"Sudah selesai mainnya?"
Suara bariton khas itu mengagetkanku. Aku mencoba berbalik ke arah pemilik suara tersebut, dan sekali lagi, aku terkejut.
"K—Kuroda-san?"
Astaga, kenapa dia ada di sini? Apa yang harus kulakukan kalau sampai ... Kuroda-san marah karena aku sedang bersama orang lain di sini?
"Oh, sepertinya ayahmu sudah menjemput, tuan putri." Ujar KenKen sambil mengelus pipi bulat Yuuki yang sedang asik makan es krimnya hingga lupa pada semua hal. Termasuk ayahnya yang datang pun dia abaikan.
"Wah, lahap sekali." Ujar KenKen saat ucapannya tak digubris. Setelah itu, dia dan Kuroda-san saling melihat satu sama lain.
"Terima kasih sudah membawa Yuuki berkeliling." Ujar Kuroda-san tiba-tiba.
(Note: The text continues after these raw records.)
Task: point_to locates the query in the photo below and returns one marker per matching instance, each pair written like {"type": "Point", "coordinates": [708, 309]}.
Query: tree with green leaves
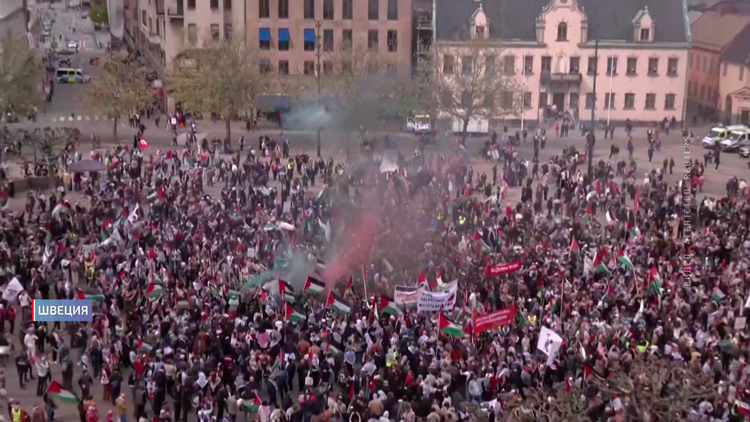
{"type": "Point", "coordinates": [223, 77]}
{"type": "Point", "coordinates": [20, 75]}
{"type": "Point", "coordinates": [119, 89]}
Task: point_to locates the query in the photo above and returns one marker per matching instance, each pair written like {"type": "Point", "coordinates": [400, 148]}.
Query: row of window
{"type": "Point", "coordinates": [310, 40]}
{"type": "Point", "coordinates": [329, 9]}
{"type": "Point", "coordinates": [309, 67]}
{"type": "Point", "coordinates": [574, 65]}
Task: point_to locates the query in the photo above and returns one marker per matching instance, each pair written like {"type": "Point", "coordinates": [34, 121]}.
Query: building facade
{"type": "Point", "coordinates": [635, 53]}
{"type": "Point", "coordinates": [288, 37]}
{"type": "Point", "coordinates": [734, 82]}
{"type": "Point", "coordinates": [712, 33]}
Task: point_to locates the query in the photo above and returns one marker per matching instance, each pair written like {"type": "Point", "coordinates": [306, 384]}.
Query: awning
{"type": "Point", "coordinates": [264, 34]}
{"type": "Point", "coordinates": [309, 35]}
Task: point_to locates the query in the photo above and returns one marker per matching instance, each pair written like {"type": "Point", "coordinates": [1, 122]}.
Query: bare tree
{"type": "Point", "coordinates": [469, 81]}
{"type": "Point", "coordinates": [223, 77]}
{"type": "Point", "coordinates": [20, 74]}
{"type": "Point", "coordinates": [120, 88]}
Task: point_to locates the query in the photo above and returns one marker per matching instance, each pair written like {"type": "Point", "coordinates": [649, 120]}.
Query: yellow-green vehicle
{"type": "Point", "coordinates": [67, 75]}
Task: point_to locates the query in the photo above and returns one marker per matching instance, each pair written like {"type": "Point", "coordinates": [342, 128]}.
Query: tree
{"type": "Point", "coordinates": [20, 75]}
{"type": "Point", "coordinates": [223, 77]}
{"type": "Point", "coordinates": [464, 82]}
{"type": "Point", "coordinates": [120, 88]}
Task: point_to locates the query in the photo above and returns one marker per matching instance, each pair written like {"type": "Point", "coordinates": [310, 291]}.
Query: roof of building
{"type": "Point", "coordinates": [515, 19]}
{"type": "Point", "coordinates": [716, 29]}
{"type": "Point", "coordinates": [738, 51]}
{"type": "Point", "coordinates": [9, 7]}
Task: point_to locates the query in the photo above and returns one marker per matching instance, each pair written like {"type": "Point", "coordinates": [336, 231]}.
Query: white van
{"type": "Point", "coordinates": [736, 139]}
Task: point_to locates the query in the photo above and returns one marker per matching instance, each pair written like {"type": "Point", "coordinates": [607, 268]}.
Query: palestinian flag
{"type": "Point", "coordinates": [251, 406]}
{"type": "Point", "coordinates": [717, 295]}
{"type": "Point", "coordinates": [600, 266]}
{"type": "Point", "coordinates": [624, 260]}
{"type": "Point", "coordinates": [314, 285]}
{"type": "Point", "coordinates": [81, 295]}
{"type": "Point", "coordinates": [389, 307]}
{"type": "Point", "coordinates": [448, 327]}
{"type": "Point", "coordinates": [155, 291]}
{"type": "Point", "coordinates": [143, 347]}
{"type": "Point", "coordinates": [286, 291]}
{"type": "Point", "coordinates": [337, 304]}
{"type": "Point", "coordinates": [62, 395]}
{"type": "Point", "coordinates": [574, 248]}
{"type": "Point", "coordinates": [482, 246]}
{"type": "Point", "coordinates": [292, 315]}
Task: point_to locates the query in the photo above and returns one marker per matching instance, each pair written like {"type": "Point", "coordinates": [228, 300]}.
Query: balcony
{"type": "Point", "coordinates": [175, 9]}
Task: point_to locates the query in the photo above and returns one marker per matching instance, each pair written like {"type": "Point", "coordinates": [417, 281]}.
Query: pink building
{"type": "Point", "coordinates": [554, 48]}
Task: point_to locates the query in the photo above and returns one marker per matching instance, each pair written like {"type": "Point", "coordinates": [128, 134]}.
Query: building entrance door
{"type": "Point", "coordinates": [558, 99]}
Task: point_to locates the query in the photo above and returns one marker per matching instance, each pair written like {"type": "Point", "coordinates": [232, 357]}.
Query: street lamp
{"type": "Point", "coordinates": [317, 75]}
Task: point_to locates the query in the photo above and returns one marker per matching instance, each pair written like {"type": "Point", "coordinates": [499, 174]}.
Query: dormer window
{"type": "Point", "coordinates": [645, 34]}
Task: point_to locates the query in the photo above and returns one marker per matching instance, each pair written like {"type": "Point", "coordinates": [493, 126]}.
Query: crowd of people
{"type": "Point", "coordinates": [288, 298]}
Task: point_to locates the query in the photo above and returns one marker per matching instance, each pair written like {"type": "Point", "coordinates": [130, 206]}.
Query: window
{"type": "Point", "coordinates": [629, 101]}
{"type": "Point", "coordinates": [546, 63]}
{"type": "Point", "coordinates": [611, 65]}
{"type": "Point", "coordinates": [346, 40]}
{"type": "Point", "coordinates": [632, 66]}
{"type": "Point", "coordinates": [467, 65]}
{"type": "Point", "coordinates": [284, 11]}
{"type": "Point", "coordinates": [372, 39]}
{"type": "Point", "coordinates": [392, 10]}
{"type": "Point", "coordinates": [328, 10]}
{"type": "Point", "coordinates": [528, 64]}
{"type": "Point", "coordinates": [192, 33]}
{"type": "Point", "coordinates": [669, 102]}
{"type": "Point", "coordinates": [645, 34]}
{"type": "Point", "coordinates": [309, 67]}
{"type": "Point", "coordinates": [392, 40]}
{"type": "Point", "coordinates": [609, 100]}
{"type": "Point", "coordinates": [489, 64]}
{"type": "Point", "coordinates": [575, 65]}
{"type": "Point", "coordinates": [509, 65]}
{"type": "Point", "coordinates": [264, 38]}
{"type": "Point", "coordinates": [448, 64]}
{"type": "Point", "coordinates": [283, 39]}
{"type": "Point", "coordinates": [373, 10]}
{"type": "Point", "coordinates": [592, 67]}
{"type": "Point", "coordinates": [328, 40]}
{"type": "Point", "coordinates": [590, 100]}
{"type": "Point", "coordinates": [672, 66]}
{"type": "Point", "coordinates": [311, 38]}
{"type": "Point", "coordinates": [506, 100]}
{"type": "Point", "coordinates": [265, 66]}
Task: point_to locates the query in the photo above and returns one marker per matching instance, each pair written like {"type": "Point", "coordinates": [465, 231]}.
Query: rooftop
{"type": "Point", "coordinates": [515, 19]}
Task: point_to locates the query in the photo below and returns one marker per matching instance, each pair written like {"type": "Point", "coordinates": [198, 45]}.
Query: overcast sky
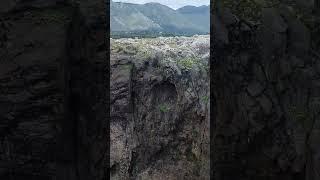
{"type": "Point", "coordinates": [171, 3]}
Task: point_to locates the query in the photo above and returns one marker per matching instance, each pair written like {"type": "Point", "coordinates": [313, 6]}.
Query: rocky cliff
{"type": "Point", "coordinates": [265, 88]}
{"type": "Point", "coordinates": [53, 90]}
{"type": "Point", "coordinates": [160, 108]}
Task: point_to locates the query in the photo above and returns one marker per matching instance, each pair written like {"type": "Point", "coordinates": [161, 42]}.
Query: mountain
{"type": "Point", "coordinates": [155, 17]}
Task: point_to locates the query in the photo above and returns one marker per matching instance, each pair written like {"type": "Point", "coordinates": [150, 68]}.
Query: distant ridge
{"type": "Point", "coordinates": [157, 18]}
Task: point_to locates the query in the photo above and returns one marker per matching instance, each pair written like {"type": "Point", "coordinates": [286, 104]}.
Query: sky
{"type": "Point", "coordinates": [174, 4]}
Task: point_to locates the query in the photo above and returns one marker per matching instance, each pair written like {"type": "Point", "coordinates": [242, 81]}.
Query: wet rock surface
{"type": "Point", "coordinates": [53, 93]}
{"type": "Point", "coordinates": [160, 108]}
{"type": "Point", "coordinates": [265, 88]}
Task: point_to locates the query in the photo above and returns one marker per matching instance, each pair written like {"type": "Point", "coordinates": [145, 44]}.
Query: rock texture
{"type": "Point", "coordinates": [265, 88]}
{"type": "Point", "coordinates": [53, 90]}
{"type": "Point", "coordinates": [159, 108]}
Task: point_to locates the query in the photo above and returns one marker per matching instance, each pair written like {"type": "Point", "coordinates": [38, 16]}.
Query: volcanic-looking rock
{"type": "Point", "coordinates": [160, 108]}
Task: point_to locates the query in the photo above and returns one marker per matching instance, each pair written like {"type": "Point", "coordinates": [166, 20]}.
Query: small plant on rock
{"type": "Point", "coordinates": [164, 108]}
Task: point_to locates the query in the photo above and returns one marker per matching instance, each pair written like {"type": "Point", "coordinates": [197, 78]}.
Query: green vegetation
{"type": "Point", "coordinates": [188, 62]}
{"type": "Point", "coordinates": [164, 108]}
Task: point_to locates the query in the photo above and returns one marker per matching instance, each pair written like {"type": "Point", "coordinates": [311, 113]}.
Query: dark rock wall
{"type": "Point", "coordinates": [265, 88]}
{"type": "Point", "coordinates": [53, 90]}
{"type": "Point", "coordinates": [159, 117]}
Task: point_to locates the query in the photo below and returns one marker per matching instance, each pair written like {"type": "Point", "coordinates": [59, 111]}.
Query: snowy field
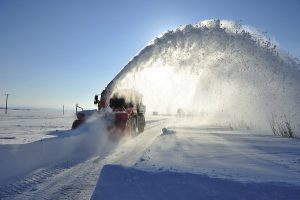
{"type": "Point", "coordinates": [227, 73]}
{"type": "Point", "coordinates": [189, 161]}
{"type": "Point", "coordinates": [25, 126]}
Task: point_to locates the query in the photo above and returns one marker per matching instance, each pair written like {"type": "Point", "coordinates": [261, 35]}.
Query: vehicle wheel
{"type": "Point", "coordinates": [76, 123]}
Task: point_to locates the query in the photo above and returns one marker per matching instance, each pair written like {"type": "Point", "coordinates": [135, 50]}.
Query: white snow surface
{"type": "Point", "coordinates": [193, 161]}
{"type": "Point", "coordinates": [223, 70]}
{"type": "Point", "coordinates": [223, 77]}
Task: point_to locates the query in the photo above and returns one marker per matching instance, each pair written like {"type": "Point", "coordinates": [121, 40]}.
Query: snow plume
{"type": "Point", "coordinates": [222, 70]}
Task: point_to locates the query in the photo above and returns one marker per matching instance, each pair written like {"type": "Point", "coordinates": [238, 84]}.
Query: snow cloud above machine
{"type": "Point", "coordinates": [218, 69]}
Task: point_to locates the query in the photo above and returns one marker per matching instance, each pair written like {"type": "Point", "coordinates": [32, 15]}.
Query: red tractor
{"type": "Point", "coordinates": [123, 111]}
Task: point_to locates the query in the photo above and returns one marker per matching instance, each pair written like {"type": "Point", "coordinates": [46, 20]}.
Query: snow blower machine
{"type": "Point", "coordinates": [122, 110]}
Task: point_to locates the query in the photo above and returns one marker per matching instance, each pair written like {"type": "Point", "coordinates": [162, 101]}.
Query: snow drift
{"type": "Point", "coordinates": [219, 69]}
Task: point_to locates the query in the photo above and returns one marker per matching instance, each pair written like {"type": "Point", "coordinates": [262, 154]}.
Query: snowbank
{"type": "Point", "coordinates": [67, 147]}
{"type": "Point", "coordinates": [219, 69]}
{"type": "Point", "coordinates": [117, 182]}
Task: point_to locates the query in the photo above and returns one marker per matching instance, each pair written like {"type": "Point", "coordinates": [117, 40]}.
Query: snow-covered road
{"type": "Point", "coordinates": [76, 177]}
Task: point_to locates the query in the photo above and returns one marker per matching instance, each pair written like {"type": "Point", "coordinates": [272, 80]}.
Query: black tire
{"type": "Point", "coordinates": [76, 123]}
{"type": "Point", "coordinates": [141, 123]}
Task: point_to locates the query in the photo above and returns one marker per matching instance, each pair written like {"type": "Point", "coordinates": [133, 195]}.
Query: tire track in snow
{"type": "Point", "coordinates": [77, 179]}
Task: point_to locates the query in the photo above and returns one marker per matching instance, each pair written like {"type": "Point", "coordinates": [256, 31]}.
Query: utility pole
{"type": "Point", "coordinates": [6, 103]}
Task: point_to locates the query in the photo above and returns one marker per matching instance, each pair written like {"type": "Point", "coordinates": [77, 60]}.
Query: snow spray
{"type": "Point", "coordinates": [217, 69]}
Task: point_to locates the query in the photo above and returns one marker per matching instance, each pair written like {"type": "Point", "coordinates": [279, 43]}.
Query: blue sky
{"type": "Point", "coordinates": [55, 52]}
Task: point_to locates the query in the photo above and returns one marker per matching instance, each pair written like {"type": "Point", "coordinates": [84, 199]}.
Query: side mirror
{"type": "Point", "coordinates": [96, 101]}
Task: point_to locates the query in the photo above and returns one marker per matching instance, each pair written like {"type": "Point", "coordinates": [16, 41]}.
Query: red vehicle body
{"type": "Point", "coordinates": [123, 111]}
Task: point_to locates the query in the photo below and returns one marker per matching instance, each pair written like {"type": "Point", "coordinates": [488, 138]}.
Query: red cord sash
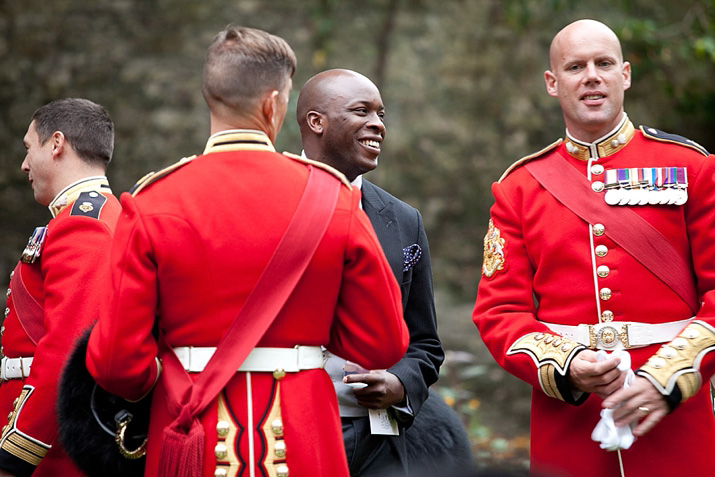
{"type": "Point", "coordinates": [624, 226]}
{"type": "Point", "coordinates": [29, 311]}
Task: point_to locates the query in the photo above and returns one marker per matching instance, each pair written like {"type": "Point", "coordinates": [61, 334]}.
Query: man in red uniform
{"type": "Point", "coordinates": [604, 241]}
{"type": "Point", "coordinates": [190, 246]}
{"type": "Point", "coordinates": [55, 288]}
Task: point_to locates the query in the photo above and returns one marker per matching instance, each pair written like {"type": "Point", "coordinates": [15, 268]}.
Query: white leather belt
{"type": "Point", "coordinates": [290, 360]}
{"type": "Point", "coordinates": [15, 368]}
{"type": "Point", "coordinates": [620, 334]}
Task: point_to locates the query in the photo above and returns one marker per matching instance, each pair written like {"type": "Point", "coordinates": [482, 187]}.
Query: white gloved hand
{"type": "Point", "coordinates": [612, 437]}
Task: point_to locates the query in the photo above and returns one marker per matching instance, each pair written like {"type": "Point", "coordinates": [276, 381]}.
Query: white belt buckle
{"type": "Point", "coordinates": [607, 336]}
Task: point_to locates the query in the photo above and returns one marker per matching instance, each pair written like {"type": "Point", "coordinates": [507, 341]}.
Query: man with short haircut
{"type": "Point", "coordinates": [341, 119]}
{"type": "Point", "coordinates": [55, 289]}
{"type": "Point", "coordinates": [599, 260]}
{"type": "Point", "coordinates": [191, 245]}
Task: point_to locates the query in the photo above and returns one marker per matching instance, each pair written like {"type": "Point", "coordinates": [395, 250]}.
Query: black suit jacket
{"type": "Point", "coordinates": [397, 226]}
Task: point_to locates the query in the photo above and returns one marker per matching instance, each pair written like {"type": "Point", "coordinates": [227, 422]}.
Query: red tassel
{"type": "Point", "coordinates": [182, 453]}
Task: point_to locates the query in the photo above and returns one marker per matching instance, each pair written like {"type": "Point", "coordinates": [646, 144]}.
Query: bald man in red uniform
{"type": "Point", "coordinates": [192, 243]}
{"type": "Point", "coordinates": [55, 289]}
{"type": "Point", "coordinates": [605, 241]}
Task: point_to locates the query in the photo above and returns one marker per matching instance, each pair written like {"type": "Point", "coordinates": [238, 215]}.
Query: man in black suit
{"type": "Point", "coordinates": [341, 118]}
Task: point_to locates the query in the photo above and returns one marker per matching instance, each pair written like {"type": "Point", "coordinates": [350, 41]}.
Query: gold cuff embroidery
{"type": "Point", "coordinates": [678, 362]}
{"type": "Point", "coordinates": [551, 354]}
{"type": "Point", "coordinates": [17, 443]}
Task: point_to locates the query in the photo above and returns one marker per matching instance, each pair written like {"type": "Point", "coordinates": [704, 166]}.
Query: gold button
{"type": "Point", "coordinates": [221, 450]}
{"type": "Point", "coordinates": [277, 427]}
{"type": "Point", "coordinates": [279, 449]}
{"type": "Point", "coordinates": [680, 343]}
{"type": "Point", "coordinates": [691, 333]}
{"type": "Point", "coordinates": [656, 362]}
{"type": "Point", "coordinates": [222, 428]}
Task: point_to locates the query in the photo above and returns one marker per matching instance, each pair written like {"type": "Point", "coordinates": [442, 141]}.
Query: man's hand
{"type": "Point", "coordinates": [600, 378]}
{"type": "Point", "coordinates": [641, 400]}
{"type": "Point", "coordinates": [383, 389]}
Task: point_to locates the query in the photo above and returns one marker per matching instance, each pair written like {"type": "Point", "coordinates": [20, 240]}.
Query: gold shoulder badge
{"type": "Point", "coordinates": [152, 177]}
{"type": "Point", "coordinates": [494, 251]}
{"type": "Point", "coordinates": [320, 165]}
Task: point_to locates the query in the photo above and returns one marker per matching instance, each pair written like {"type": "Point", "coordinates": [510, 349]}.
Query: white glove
{"type": "Point", "coordinates": [612, 437]}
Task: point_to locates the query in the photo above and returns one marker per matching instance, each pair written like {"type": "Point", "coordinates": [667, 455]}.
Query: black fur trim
{"type": "Point", "coordinates": [90, 446]}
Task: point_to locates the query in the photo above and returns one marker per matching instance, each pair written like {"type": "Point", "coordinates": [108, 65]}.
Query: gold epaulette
{"type": "Point", "coordinates": [678, 362]}
{"type": "Point", "coordinates": [154, 176]}
{"type": "Point", "coordinates": [525, 159]}
{"type": "Point", "coordinates": [321, 165]}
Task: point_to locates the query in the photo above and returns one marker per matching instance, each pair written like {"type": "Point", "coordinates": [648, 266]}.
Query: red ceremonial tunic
{"type": "Point", "coordinates": [190, 247]}
{"type": "Point", "coordinates": [545, 264]}
{"type": "Point", "coordinates": [65, 282]}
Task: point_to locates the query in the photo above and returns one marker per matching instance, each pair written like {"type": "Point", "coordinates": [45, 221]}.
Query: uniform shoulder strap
{"type": "Point", "coordinates": [658, 135]}
{"type": "Point", "coordinates": [319, 165]}
{"type": "Point", "coordinates": [526, 159]}
{"type": "Point", "coordinates": [154, 176]}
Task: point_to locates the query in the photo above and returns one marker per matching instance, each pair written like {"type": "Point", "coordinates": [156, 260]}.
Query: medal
{"type": "Point", "coordinates": [34, 245]}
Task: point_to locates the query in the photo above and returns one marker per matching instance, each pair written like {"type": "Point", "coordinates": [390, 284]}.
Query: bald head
{"type": "Point", "coordinates": [324, 88]}
{"type": "Point", "coordinates": [340, 113]}
{"type": "Point", "coordinates": [581, 31]}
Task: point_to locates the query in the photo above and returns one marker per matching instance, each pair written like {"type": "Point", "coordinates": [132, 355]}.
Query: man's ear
{"type": "Point", "coordinates": [269, 106]}
{"type": "Point", "coordinates": [58, 143]}
{"type": "Point", "coordinates": [316, 122]}
{"type": "Point", "coordinates": [551, 83]}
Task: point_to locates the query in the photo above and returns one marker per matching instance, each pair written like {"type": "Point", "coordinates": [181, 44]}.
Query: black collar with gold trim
{"type": "Point", "coordinates": [239, 139]}
{"type": "Point", "coordinates": [70, 193]}
{"type": "Point", "coordinates": [606, 146]}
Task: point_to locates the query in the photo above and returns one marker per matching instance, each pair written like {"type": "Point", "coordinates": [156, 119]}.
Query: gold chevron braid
{"type": "Point", "coordinates": [679, 361]}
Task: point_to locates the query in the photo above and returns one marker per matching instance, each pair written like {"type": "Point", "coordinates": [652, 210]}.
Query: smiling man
{"type": "Point", "coordinates": [341, 117]}
{"type": "Point", "coordinates": [56, 288]}
{"type": "Point", "coordinates": [604, 241]}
Sementara KenKen hanya tersenyum dan mengangguk.
"Tidak masalah, aku suka anak kecil, setidaknya dengan begini aku bisa sedikit lebih akrab dengannya."
"Aku selalu mengajarkan dia untuk tidak bicara atau bertemu dengan orang asing tanpa pengawasan orang tuanya."
A—apa itu artinya Kuroda-san sedang memperingatkan aku atau KenKen untuk tidak bertemu lagi? Atau bahkan membiarkan KenKen menemui anak itu bahkan saat tidak sengaja di tempat umum seperti ini?
"Kuro—"
"Didikan yang baik." KenKen memotong suaraku. "Hanya saja, sebaiknya kau jangan terlalu keras pada anak-anak, Papa. Dia terlalu cantik untuk kau berikan wajah seperti itu setiap hari."
"A—, Ken, itu tidak—"
"Baiklah, aku harus segera pergi. Sampai bertemu lagi Sousuke." Ujar KenKen sambil melambaikan tangan pada kami.
Setelah KenKen pergi, aku kembali mendapati duniaku dalam hening. Dingin. Bahkan aku yang biasanya akan gugup, panik atau canggung saat melihat Kuroda-san dalam keadaan marah seperti ini, hanya saja sekarang rasanya berbeda. Aku bahkan enggan melihat wajah itu.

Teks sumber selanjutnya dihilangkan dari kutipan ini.